2. His injunctions. He claims from all who follow him that they should love him more than their nearest relations more than their own life (Matthew 10:37; Luke 14:26), and that, in serving him, they should be fearless of death (Luke 12:4).

3. His example. Of love to the Father, and complete devotedness to his will and glory (John 14:31; John 4:34; Matthew 26:39, 42; John 12:27, 28).

4. The effects of such love. In purifying and ennobling the character of those who cherish it, and promoting through them the well being of mankind. It is love for all excellence, stimulates to its pursuit and greatly aids its attainment. It is the inspiration and support of the highest and most persistent benevolence; for he who is loved is the Incarnation of Divine holiness and love, and the great Friend and Benefactor of the human race, and the return he asks for his love to us is not a barren, sentimental devotion, but practical obedience (John 14:15, 21, 23), and especially a fruitful love to our brethren (John 15:12-14; 1 John 3:16-18), whom he teaches us to regard as being himself (Matthew 25:35-45).
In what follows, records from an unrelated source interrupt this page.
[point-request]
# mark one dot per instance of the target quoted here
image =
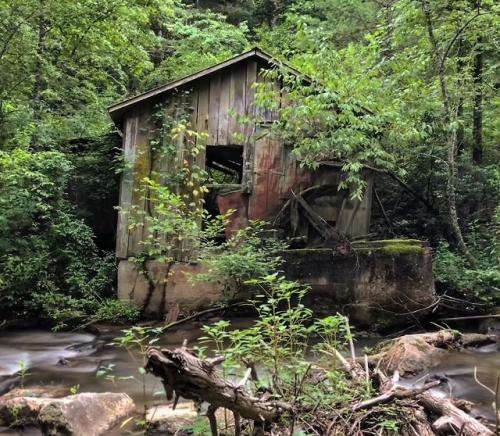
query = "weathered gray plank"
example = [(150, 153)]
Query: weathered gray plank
[(126, 185), (142, 169), (237, 97), (251, 79), (224, 107), (213, 109)]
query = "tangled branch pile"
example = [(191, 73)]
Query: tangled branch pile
[(334, 395)]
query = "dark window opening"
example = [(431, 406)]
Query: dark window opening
[(224, 164)]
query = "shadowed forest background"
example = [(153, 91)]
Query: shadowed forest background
[(426, 70)]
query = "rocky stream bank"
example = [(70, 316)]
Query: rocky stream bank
[(65, 390)]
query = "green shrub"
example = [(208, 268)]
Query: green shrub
[(50, 267), (481, 282)]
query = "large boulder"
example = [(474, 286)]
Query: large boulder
[(414, 354), (163, 420), (85, 414)]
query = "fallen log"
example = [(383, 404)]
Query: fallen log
[(189, 377), (452, 420), (416, 353), (449, 419)]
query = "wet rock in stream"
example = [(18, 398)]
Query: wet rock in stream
[(85, 414), (163, 420), (417, 353)]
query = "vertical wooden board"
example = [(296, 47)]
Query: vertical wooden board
[(142, 169), (203, 106), (126, 185), (213, 109), (251, 79), (202, 118), (225, 90), (258, 198), (268, 114), (275, 175), (237, 97), (265, 198), (345, 214)]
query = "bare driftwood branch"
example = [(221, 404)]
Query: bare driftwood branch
[(195, 379)]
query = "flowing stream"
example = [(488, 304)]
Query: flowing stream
[(73, 360)]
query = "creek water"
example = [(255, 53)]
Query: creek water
[(73, 360)]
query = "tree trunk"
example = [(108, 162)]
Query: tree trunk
[(477, 112), (449, 118), (39, 83)]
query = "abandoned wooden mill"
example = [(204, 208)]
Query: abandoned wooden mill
[(261, 180)]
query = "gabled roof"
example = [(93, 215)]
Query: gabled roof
[(117, 110)]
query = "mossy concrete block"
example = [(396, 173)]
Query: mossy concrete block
[(379, 283), (171, 287)]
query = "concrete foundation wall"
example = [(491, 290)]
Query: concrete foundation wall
[(377, 283), (380, 282), (166, 287)]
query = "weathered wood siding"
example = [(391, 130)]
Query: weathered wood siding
[(270, 170)]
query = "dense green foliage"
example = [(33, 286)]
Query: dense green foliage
[(408, 86)]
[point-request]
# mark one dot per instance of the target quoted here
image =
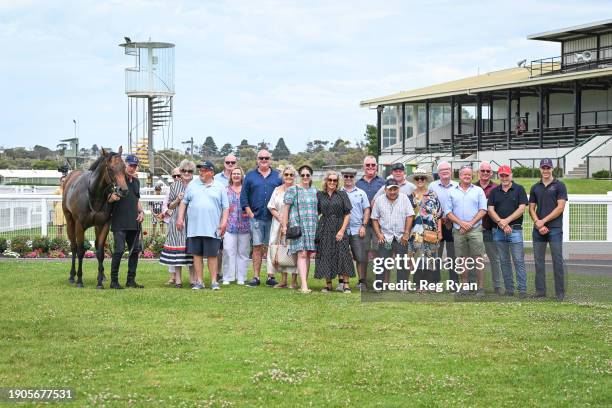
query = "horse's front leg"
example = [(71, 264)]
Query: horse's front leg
[(101, 234), (80, 250), (70, 227)]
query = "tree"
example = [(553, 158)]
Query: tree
[(340, 146), (209, 148), (316, 146), (281, 151), (371, 140), (226, 149)]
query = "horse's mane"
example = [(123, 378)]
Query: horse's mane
[(99, 160)]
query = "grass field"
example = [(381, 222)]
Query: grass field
[(250, 347)]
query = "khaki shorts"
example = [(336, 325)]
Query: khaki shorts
[(469, 244)]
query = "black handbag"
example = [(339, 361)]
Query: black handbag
[(296, 231)]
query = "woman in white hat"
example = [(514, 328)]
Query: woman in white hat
[(427, 227)]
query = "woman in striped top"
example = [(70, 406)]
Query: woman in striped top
[(174, 252)]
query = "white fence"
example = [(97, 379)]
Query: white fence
[(589, 216)]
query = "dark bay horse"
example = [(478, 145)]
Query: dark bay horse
[(85, 204)]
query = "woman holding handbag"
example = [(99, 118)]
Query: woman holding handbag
[(427, 227), (279, 259), (300, 222)]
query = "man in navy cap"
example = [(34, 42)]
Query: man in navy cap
[(126, 217), (546, 204), (207, 208)]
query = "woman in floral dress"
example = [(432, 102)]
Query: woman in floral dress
[(301, 209), (427, 217)]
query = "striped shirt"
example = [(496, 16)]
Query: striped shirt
[(391, 215)]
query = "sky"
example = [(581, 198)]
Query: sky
[(255, 70)]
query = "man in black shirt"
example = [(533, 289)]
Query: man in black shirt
[(506, 207), (126, 216), (546, 204)]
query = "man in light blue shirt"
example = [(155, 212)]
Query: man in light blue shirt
[(206, 205), (229, 163), (441, 187), (360, 216), (466, 206)]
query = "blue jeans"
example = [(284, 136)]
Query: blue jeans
[(555, 238), (511, 245), (494, 258)]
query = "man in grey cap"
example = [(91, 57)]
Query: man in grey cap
[(399, 175), (360, 216)]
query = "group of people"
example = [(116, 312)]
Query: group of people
[(267, 213)]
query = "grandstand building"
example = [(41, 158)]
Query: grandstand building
[(558, 107)]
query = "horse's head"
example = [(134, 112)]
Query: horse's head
[(115, 167)]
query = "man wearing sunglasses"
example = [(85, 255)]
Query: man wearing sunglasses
[(126, 216), (485, 172), (229, 163), (257, 189), (546, 204), (360, 217)]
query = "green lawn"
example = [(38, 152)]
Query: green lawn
[(265, 347)]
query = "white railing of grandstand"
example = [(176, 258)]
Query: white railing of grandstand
[(587, 217)]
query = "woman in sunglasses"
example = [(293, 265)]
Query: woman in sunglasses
[(301, 210), (275, 205), (427, 227), (174, 251), (333, 253)]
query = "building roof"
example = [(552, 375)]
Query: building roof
[(496, 80), (578, 31), (30, 173)]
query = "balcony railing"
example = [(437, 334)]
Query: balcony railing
[(572, 61)]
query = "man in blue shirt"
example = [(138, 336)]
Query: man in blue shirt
[(441, 187), (229, 164), (466, 206), (207, 206), (360, 216), (370, 183), (258, 186)]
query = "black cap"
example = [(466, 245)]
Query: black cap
[(398, 166), (206, 165), (391, 183)]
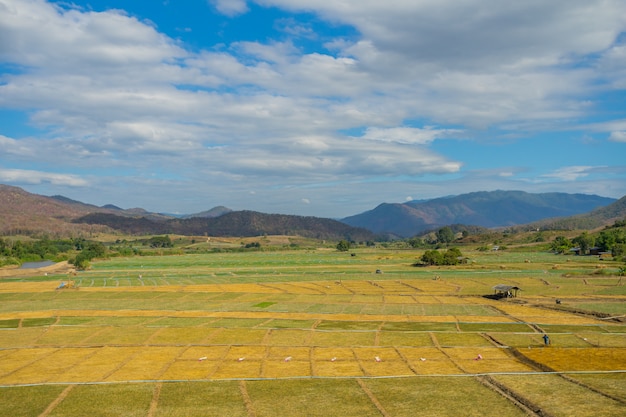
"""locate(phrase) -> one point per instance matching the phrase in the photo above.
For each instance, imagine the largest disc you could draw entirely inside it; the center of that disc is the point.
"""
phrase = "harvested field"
(326, 332)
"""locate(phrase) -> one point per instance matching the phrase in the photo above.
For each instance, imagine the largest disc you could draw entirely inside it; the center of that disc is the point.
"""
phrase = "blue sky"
(309, 107)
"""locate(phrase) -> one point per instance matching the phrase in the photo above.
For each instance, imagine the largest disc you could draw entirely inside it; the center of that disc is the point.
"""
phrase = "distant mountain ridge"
(234, 224)
(25, 213)
(485, 208)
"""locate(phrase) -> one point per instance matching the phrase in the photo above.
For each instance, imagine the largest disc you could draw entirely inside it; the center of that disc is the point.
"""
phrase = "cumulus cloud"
(619, 136)
(410, 135)
(22, 176)
(570, 173)
(230, 7)
(113, 92)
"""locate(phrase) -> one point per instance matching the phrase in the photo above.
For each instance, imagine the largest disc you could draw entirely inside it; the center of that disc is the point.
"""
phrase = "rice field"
(232, 333)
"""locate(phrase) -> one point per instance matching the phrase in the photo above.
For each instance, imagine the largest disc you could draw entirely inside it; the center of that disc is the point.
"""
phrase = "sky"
(310, 107)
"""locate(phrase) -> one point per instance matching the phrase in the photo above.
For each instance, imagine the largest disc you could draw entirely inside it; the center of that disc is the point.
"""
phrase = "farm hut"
(503, 290)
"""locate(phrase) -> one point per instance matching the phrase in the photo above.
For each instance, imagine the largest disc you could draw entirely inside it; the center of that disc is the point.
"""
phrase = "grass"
(559, 397)
(230, 333)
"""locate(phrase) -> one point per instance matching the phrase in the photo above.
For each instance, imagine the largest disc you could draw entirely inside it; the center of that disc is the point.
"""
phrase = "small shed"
(503, 290)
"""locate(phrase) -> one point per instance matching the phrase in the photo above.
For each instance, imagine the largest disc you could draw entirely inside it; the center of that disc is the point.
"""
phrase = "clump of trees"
(451, 256)
(160, 242)
(343, 245)
(612, 239)
(16, 252)
(88, 252)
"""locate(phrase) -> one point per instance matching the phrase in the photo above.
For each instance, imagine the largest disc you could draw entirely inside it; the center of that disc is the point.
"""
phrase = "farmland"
(313, 332)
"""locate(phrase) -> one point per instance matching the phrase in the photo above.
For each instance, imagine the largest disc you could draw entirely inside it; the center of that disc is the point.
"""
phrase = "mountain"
(31, 214)
(214, 212)
(596, 218)
(234, 224)
(486, 209)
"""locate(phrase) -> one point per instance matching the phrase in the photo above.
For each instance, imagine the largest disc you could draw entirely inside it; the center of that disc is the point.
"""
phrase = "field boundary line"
(518, 400)
(155, 399)
(56, 401)
(246, 399)
(464, 375)
(372, 398)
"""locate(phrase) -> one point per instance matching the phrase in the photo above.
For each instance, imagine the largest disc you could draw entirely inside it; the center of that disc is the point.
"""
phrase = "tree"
(445, 235)
(584, 241)
(343, 246)
(431, 257)
(451, 256)
(561, 244)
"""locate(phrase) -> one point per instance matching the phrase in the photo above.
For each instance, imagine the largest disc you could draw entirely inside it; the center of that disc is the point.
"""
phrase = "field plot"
(228, 334)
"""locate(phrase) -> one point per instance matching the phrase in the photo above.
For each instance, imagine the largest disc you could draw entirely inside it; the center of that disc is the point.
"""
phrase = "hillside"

Love to Jesus Christ has been, and still is, the strongest motive-power in the world in favour of all godliness and goodness.

5. Its rewards. Love to Christ is not mercenary, and makes no stipulation for recompense. It is its own reward. Yet in the midst of a cold and unbelieving world it needs all supports. These are to be found in the assurance of the approval and affection of Christ himself, and of the Father (John 14:21, 23; John 16:27), and the prospect of sharing the glory and joy of Christ forever (John 17:24; 2 Timothy 4:8; Matthew 19:29; James 1:12; James 2:5). On the other hand, to be destitute of love to Christ is to be lost (1 Corinthians 16:22). - G.W.

Nevertheless he would not drink thereof, but poured it out before the Lord.
This event is probably to be referred to the time which immediately succeeded David's accession to the throne over an undivided people. (2 Samuel 5:3, 17.)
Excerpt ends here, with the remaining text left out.